By DANIEL RIORDAN
An American investment banker has donated $3.5 million to Auckland University's new business school, with $1 million of the money targeted at Maori students.
Paul Kelly's donation means the university has raised about $7.5 million towards the $110 million it needs, with another $7.5 million loosely pledged or under discussion with other donors.
The initial target is $25 million, which the Government has said it will match.
Connecticut-based Kelly is chairman and chief executive of the diversified manufacturing company Knox Enterprises and president and chief executive of Knox & Co investment bank.
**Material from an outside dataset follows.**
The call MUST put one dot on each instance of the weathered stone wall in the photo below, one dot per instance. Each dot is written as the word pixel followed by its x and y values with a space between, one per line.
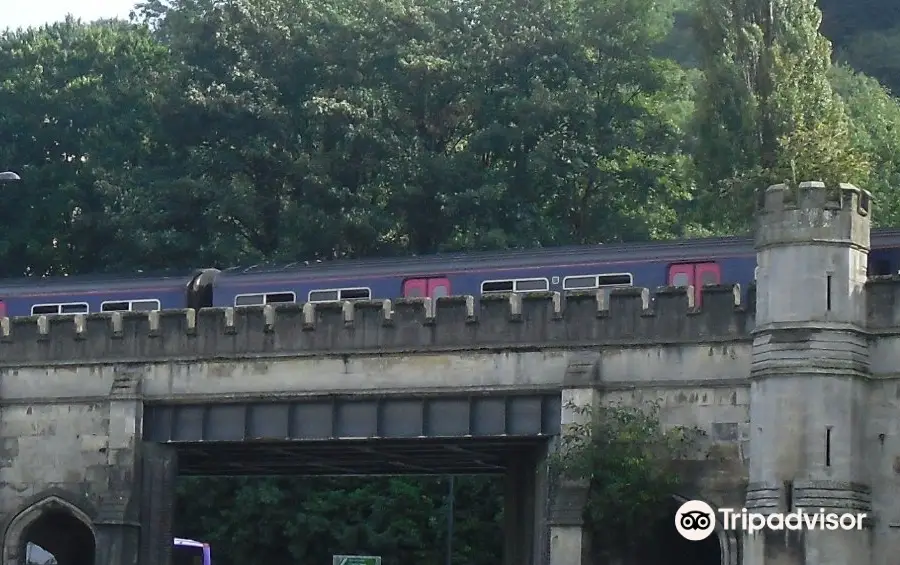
pixel 539 321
A member of the board of trustees of his Ivy League alma mater the University of Pennsylvania, he is a graduate of that university's world-renowned Wharton Business School.
As is common in such matters, serendipity played a big part in bringing Kelly and Auckland together.
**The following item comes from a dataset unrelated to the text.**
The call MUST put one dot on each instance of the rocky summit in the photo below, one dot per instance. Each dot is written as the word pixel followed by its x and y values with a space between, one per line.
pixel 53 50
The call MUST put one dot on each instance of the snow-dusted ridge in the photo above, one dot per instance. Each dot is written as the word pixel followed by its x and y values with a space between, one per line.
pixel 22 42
The 62 year-old has owned property in New Zealand for 15 years, and in recent years has been developing 1200ha of land on the Karikari Peninsula, northeast of Kaitaia.
The property features a 400-head black angus cattle ranch, a golf course with accommodation catering to overseas tourists and the Carrington Estate winery and vineyard.
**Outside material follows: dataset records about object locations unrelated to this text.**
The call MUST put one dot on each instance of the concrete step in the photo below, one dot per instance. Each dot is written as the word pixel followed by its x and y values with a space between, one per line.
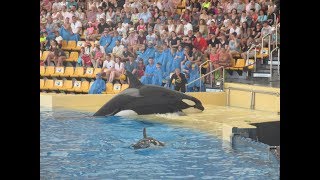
pixel 261 74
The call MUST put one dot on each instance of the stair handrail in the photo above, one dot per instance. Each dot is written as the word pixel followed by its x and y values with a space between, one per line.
pixel 255 54
pixel 221 67
pixel 262 39
pixel 271 60
pixel 210 64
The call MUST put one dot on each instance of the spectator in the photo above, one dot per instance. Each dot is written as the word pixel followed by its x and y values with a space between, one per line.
pixel 118 70
pixel 98 85
pixel 149 73
pixel 179 80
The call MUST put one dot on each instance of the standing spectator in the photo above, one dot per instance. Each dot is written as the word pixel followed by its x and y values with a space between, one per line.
pixel 179 80
pixel 98 85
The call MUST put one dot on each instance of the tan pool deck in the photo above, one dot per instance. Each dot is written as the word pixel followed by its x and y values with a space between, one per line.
pixel 217 118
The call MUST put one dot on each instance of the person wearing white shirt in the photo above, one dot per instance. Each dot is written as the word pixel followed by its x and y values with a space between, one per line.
pixel 108 65
pixel 186 27
pixel 118 49
pixel 76 25
pixel 118 70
Kelly's business partner, architect Bob Haig, had his old friend Lindo Ferguson around for dinner one night a few months ago. Ferguson, a former Auckland University chancellor, mentioned the plans for the new business school.
Kelly said giving money to the venture suddenly made sense.
His family have a proud track record of philanthropy in the US, particularly in education.
"I had been thinking about making some sort of philanthropic contribution here, but wasn't sure where to do it," Kelly said.
"In the US, we tend to support the arts and humanities, because they tend to be underfunded, but here the place that seemed to make the most sense was business."
Of Kelly's $3.5 million, $1.5 million is for faculty enhancement, $1 million is for general student financial assistance and $1 million is for Maori student financial aid and management development.
Kelly explained that about 90 per cent of the 80 or or so workers employed on his Karikari property, either full time or on a semi-permanent contract basis, are Maori.
"I had noticed a number of them, while they haven't had the benefit of a tertiary education, are very resourceful and very creative.
"I thought I would like to do something whereby people in that immediate area as well as elsewhere would have some of these opportunities in the future."
Of the $110 million Auckland needs, $80 million is targeted for the building and $30 million for staff.
Business School dean Barry Spicer is mulling over challenging the business community and other private donors to match Kelly's money dollar for dollar.
The university made its plans public in February, and hopes to start moving to its new home, adjacent to the campus, by the end of 2004.
Although it currently offers part-time master of business administration courses to 7000 students, the university wants to boost its programme to full-time and put New Zealand on the world MBA map.
Understandably, the Government's pledge to support it financially has not gone down well with some other New Zealand universities which offer their own MBA courses.
Auckland says that if the country is to develop a truly world-renowned MBA programme, it has to focus its resources in one place and it makes sense to do it in the business hub of Auckland.